Etwa zwei Prozent der Bevölkerung entwickeln Autoantikörper gegen Interferone des Typs 1, meist in späteren Lebensjahren. Dies macht die Betroffenen anfälliger für Viruserkrankungen wie COVID-19. Für die Studie haben UZH-Forschende zusammen mit einem USZ-Team Proben einer grossen Sammlung historischer Blutproben analysiert.
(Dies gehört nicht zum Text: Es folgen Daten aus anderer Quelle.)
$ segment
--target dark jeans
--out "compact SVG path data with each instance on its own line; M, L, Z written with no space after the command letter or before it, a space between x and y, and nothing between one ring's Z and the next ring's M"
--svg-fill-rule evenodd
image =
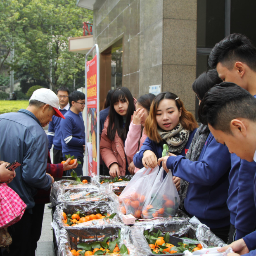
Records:
M3 248L3 256L34 256L40 238L45 204L36 204L33 214L25 211L19 221L8 228L12 243L9 247L9 253Z
M228 235L228 244L230 244L235 241L235 237L236 230L235 225L230 224L229 229L229 234Z
M76 173L77 174L77 176L83 176L83 157L81 157L81 156L75 156L75 158L74 159L77 159L77 161L81 162L81 164L78 164L77 166L77 167L76 169L74 169L74 171L75 171ZM65 160L66 160L66 158L65 158ZM71 173L71 172L72 172L72 169L68 170L66 171L66 175L67 176L71 176L70 173Z
M52 149L52 152L53 153L53 164L60 164L64 160L64 159L62 156L62 150L56 149L54 148L54 146L53 149ZM64 171L63 173L62 174L62 177L64 176L66 176L66 171Z
M228 226L218 228L211 228L211 231L227 244L228 239L230 228L230 225L228 225Z

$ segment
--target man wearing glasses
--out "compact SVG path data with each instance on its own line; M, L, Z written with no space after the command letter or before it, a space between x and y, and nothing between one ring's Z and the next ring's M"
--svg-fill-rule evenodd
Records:
M62 133L62 156L66 160L65 155L75 156L75 159L81 164L76 169L78 176L83 175L83 152L85 145L85 126L83 117L80 114L85 106L84 93L74 91L69 96L70 109L65 115L64 122L60 122ZM70 176L72 170L67 171L66 175Z
M60 87L56 91L56 94L59 98L59 110L64 116L69 110L69 90L66 87ZM61 131L60 130L60 118L53 116L52 121L49 124L48 133L47 136L49 140L48 149L49 151L52 148L52 144L54 145L53 163L55 164L60 164L63 161L62 156L62 147L61 141ZM63 175L65 175L65 172Z

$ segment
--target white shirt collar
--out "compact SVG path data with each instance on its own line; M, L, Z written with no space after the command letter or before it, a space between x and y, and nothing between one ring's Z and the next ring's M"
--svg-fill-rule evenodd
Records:
M256 162L256 151L254 152L254 162Z
M64 109L65 109L66 110L68 110L69 109L69 102L68 102L67 104L62 109L62 110L64 110ZM60 109L61 109L60 108L60 107L59 107L59 110Z

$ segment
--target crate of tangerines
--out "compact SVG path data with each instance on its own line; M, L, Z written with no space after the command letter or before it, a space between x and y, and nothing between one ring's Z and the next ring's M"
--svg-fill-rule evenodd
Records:
M113 219L120 220L116 216L117 210L113 202L99 201L79 204L61 204L58 205L53 216L53 220L61 227L90 225L111 223ZM95 222L104 219L104 221Z

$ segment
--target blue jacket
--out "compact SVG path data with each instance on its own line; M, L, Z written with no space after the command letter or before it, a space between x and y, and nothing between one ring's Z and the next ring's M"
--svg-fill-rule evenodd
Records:
M256 203L256 173L255 174L254 181L254 201ZM254 217L255 218L255 216L254 216ZM255 250L256 251L256 231L254 231L250 234L246 235L245 237L243 237L243 239L244 239L244 242L246 244L249 251ZM250 253L251 253L251 252L250 252ZM254 253L254 252L252 253ZM254 256L256 255L256 254L248 254L250 255L250 256L251 255L254 255ZM244 254L244 255L247 256L247 254Z
M60 122L63 157L69 154L83 157L85 133L83 117L71 110L66 112L65 117Z
M197 130L197 129L195 129L190 133L186 146L185 146L183 150L180 154L180 155L184 156L186 156L191 142L192 142L194 136ZM134 164L134 165L139 169L141 169L144 167L142 163L142 159L143 157L143 154L146 150L150 150L154 152L156 154L157 159L159 159L162 157L163 149L164 149L161 143L156 143L154 141L150 140L148 137L147 137L140 148L140 151L137 152L133 156L133 164ZM160 168L161 168L161 167L162 164L161 163ZM164 172L164 174L166 175L165 172Z
M31 209L35 205L33 197L37 189L48 190L52 181L45 174L47 135L31 112L21 109L0 115L0 156L2 161L16 160L21 164L15 169L16 176L9 185L27 205L27 209Z
M181 156L170 156L167 161L173 175L190 183L185 209L210 228L230 224L227 199L231 164L228 149L218 143L211 133L198 161Z
M109 114L110 108L110 107L108 107L106 109L100 111L100 135L101 135L102 133L102 130L104 128L104 123Z
M59 109L61 113L63 115L68 111L66 109ZM49 140L48 149L50 150L52 144L54 145L54 148L58 150L62 150L62 133L60 130L60 121L62 118L55 116L52 116L51 122L49 124L48 133L47 136Z
M254 179L256 163L241 160L231 154L232 168L227 201L230 211L230 223L236 230L235 240L255 230L256 207L254 197Z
Als Reaktion auf eine Virusinfektion setzen Zellen des Immunsystems Interferone vom Typ 1 frei. Sie fungieren als Botenstoffe, die nicht infizierte Zellen und Gewebe warnen, dass sich ein Virus ausbreitet. Sie können sich dann darauf vorbereiten, das Virus zu bekämpfen, sobald es eintrifft.

Bei Personen mit einem geschwächten Typ-1-Interferon-System kann es zu schweren Virusinfektionen kommen, da der Körper keine vollständige Abwehr aufbauen kann. Neue Forschungsarbeiten zeigen, dass etwa 5 bis 15 Prozent der Menschen, die schwer an COVID-19 oder Influenza erkrankt sind, einen Mangel an Typ-1-Interferon aufweisen. Das liegt daran, dass ihr Blut Autoantikörper – Antikörper gegen körpereigene Strukturen – enthält, die Typ-1-Interferone binden und die Funktion des Botenstoffs verhindern.

Einzigartige Proben für die Blutanalyse

«Mit unserer Studie wollten wir die Ursache dafür finden, weshalb sich das Immunsystem mancher Menschen gegen sich selbst wendet. Und verstehen, welche Folgen Autoantikörper gegen Typ-1-Interferone für Betroffene haben», sagt Studienleiter Benjamin Hale, Professor am Institut für Medizinische Virologie der Universität Zürich (UZH).

Sein Forschungsteam nutzte eine sehr grosse Sammlung eingefrorener Blutproben aus der Schweizer HIV-Kohortenstudie, die ursprünglich für die Erforschung der HIV-Infektion gespendet wurden. Die Wissenschaftler analysierten die Proben von rund 2’000 Erwachsenen, die über mehrere Jahrzehnte hinweg zweimal pro Jahr Blutproben gespendet hatten. «Die Studie war nur dank dieser einzigartigen Biobank mit Blutproben über einen langen Zeitraum und gut gepflegten klinischen Daten möglich», sagt Hale. Die Tatsache, dass es sich bei den Spenderinnen und Spendern um HIV-Infizierte handelte, hatte keinen Einfluss auf die Ergebnisse, da das Virus in dieser Kohorte durch die Behandlung unterdrückt wurde.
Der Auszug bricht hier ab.